I like it too. I'm going to build one. A pillar in the middle will eliminate the need for a lock in the down position, but a plate or bar on the bottom between the two right side stringers that the left stringers could land on might work. If it's only for bikes or foot traffic it won't matter if it's a little flexy.

Edit: Duh! the stopper goes on the back to keep it from lifting too high.:madman:


----------



## jmitchell13 (Nov 20, 2005)

Trail Ninja said:


> I like it too. I'm going to build one. A pillar in the middle will eliminate the need for a lock in the down position, but a plate or bar on the bottom between the two right side stringers that the left stringers could land on might work. If it's only for bikes or foot traffic it won't matter if it's a little flexy.
> 
> Edit: Duh! the stopper goes on the back to keep it from lifting too high.:madman:


Post pics if you ever build one, I'd love to see it!
My thoughts on the stop would be to extend the right hand stringers a bit longer, and mount a stop on the underside of the left hand stringers that extend out beyond them.


----------



## ghglenn (Jan 26, 2012)

You could build criss-crossing teeters that span the entire distance each direction. 
Visually they would have a cool scissor-effect to them.


----------



## Diesel8810 (May 17, 2012)

*I love this!*



Moustache rider said:


> Here is another one. Attach chainrings to both bridge pivot points. Connect enough chain together to reach around both chainrings and cross them in the middle.

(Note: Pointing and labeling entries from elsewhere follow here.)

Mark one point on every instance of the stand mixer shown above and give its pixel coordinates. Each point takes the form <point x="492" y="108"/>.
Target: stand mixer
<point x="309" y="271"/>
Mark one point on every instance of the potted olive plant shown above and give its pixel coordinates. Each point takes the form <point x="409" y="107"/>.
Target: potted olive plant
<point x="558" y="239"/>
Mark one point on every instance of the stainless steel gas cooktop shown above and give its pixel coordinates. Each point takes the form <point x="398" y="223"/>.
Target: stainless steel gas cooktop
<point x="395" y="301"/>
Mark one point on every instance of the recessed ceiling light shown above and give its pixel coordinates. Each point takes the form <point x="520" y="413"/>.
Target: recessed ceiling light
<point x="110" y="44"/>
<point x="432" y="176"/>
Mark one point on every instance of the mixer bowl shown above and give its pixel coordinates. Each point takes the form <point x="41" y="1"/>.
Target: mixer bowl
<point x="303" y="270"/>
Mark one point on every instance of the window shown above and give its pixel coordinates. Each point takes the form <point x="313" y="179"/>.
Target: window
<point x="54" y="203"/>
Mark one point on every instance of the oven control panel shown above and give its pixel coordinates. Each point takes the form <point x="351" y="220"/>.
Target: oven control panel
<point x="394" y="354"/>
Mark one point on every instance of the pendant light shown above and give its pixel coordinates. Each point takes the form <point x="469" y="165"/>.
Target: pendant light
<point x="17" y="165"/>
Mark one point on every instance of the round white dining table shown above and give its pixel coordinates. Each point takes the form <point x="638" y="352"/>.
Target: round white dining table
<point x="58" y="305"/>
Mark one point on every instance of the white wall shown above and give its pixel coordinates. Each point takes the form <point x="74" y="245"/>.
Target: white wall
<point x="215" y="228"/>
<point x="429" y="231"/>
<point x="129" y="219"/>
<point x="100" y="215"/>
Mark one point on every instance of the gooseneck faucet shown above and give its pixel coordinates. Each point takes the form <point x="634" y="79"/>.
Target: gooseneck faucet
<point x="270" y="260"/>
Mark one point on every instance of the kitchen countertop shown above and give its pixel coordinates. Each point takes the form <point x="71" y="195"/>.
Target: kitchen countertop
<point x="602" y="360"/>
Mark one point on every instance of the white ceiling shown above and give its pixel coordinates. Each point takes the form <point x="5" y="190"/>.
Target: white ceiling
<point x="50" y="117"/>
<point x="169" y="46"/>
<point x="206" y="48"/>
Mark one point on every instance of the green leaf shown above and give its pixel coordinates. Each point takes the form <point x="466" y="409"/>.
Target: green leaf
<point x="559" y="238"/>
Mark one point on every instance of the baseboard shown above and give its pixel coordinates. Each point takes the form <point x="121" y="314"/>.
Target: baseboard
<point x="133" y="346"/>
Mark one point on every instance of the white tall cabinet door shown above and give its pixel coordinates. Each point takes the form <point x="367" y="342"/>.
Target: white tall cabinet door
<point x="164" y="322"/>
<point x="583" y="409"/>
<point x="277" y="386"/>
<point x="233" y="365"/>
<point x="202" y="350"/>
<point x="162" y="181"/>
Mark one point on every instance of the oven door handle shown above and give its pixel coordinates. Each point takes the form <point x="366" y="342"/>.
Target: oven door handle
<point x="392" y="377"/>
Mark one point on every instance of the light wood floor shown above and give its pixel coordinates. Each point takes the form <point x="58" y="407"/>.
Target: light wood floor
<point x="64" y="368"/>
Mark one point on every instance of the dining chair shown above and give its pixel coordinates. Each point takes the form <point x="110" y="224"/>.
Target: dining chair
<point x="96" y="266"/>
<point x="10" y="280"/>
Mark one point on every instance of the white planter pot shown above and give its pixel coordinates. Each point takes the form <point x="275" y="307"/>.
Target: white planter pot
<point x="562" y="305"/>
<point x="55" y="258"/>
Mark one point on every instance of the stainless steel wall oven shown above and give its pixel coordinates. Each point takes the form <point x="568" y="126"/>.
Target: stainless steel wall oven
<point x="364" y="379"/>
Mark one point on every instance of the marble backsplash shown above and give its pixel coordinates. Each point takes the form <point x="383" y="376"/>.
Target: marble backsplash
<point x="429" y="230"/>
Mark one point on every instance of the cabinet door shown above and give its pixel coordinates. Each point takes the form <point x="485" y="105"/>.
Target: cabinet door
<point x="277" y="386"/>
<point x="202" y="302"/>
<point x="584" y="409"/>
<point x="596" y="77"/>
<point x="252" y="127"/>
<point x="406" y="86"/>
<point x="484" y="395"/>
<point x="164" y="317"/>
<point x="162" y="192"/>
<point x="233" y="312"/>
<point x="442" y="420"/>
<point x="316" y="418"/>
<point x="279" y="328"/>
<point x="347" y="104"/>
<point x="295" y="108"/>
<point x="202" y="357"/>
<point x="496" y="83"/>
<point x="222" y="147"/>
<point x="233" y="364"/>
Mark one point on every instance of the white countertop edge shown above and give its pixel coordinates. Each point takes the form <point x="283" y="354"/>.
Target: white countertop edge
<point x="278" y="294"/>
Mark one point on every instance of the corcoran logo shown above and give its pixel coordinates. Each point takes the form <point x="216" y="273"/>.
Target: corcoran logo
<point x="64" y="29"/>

So this got me thinking.... Using the Chaining and chain idea I set off making some sketches and came up with one common issue - How to have the rider weight rotate a chainring and chain and in turn reverse the motion on the other drawbridge arm... Well after a little thought I realized that you would need an exchange gear to reverse the rotation for the other side... Then what popped into my head was a cars rear axle / rear end... In order for the single drive shaft to turn the wheel in the same direction the it must exchange that common of the driveshaft in opposite directions on each wheel.. So if you remove the driveshaft from the equation and just figure that turning the one wheel one way it in turn spins the other wheel the other way... So the drawing below is what I came up with.

There would be several variables to work out: Gearing, keeping everything lubed, weight needed to turn gears (weight minimum/maximum)?.. and several others... This was just a quick sketch,,,

I would love to get to build a small prototype if I had any extra time... But I barely have time to get rides in these days...

Disclosure: I am not an engineer or car mechanic so this is all based on a little theory and a lot of tinkering when I was younger... That being said any Engineers or Auto Mechanics out there please feel free to chime in... I would love to know if this would work..


----------



## singlesprocket (Jun 9, 2004)

one way drawbridge...


----------



## Trail Ninja (Sep 25, 2008)

singlesprocket said:


> one way drawbridge...


Have you ever ridden the Canal Days MBR in Port Colborne? I bet I could find all the parts for one of those in "The Hood"


----------



## bamwa (Mar 15, 2010)

Diesel8810 said:


>


He needs canoes to be able to go under.


----------



## Diesel8810 (May 17, 2012)

bamwa1 said:


> He needs canoes to be able to go under.


I believe he was just kidding (at the bottom of his post about kayaks and canoes).. Also I am local and ride the area he's referring to weekly so if I am not mistaken there isn't much kayaking or canoeing done where he is referring to.. That being said you got me thinking and I went back and reconfigured it (albeit more materials, more building and a bit more complex) so that the car rear axle is simply above leaving the water way / ravine below unaffected...


----------



## leoferus (Jul 22, 2011)

Diesel8810 said:


> I believe he was just kidding (at the bottom of his post about kayaks and canoes).. Also I am local and ride the area he's referring to weekly so if I am not mistaken there isn't much kayaking or canoeing done where he is referring to.. That being said you got me thinking and I went back and reconfigured it (albeit more materials, more building and a bit more complex) so that the car rear axle is simply above leaving the water way / ravine below unaffected...


I was kidding about the kayaks and canoes. But I don't want anyone to be discouraged from exercising their imagination. So far, the designs have been amazing. Keep in mind that it is likely I will not get permission to build this. Also, keep in mind that it would be cool if we could build it. And if we did build it, it would be even cooler if we built it so that one could ride under it. My new idea is to have the bridge spiral unto itself and under the drawbridge section. So you can ride up the spiral and over the bridge or over the bridge, around the spiral, and under. Thank you all.

I'm sorry that I have not contributed much. If you look at the regional posts, you'll see I am busy repairing trails due to Sandy's temper tantrum. Tonight I am driving to NY to deliver relief goods to FEMA/Red Cross. Tomorrow morning I'm working on local trails again. The rest of the time I have to work. Any spare time after that is spent riding. Yes, I ride sometimes.

Thank you for your contributions and your patience.


----------



## bamwa (Mar 15, 2010)

^ Nice that's funny as ****!


----------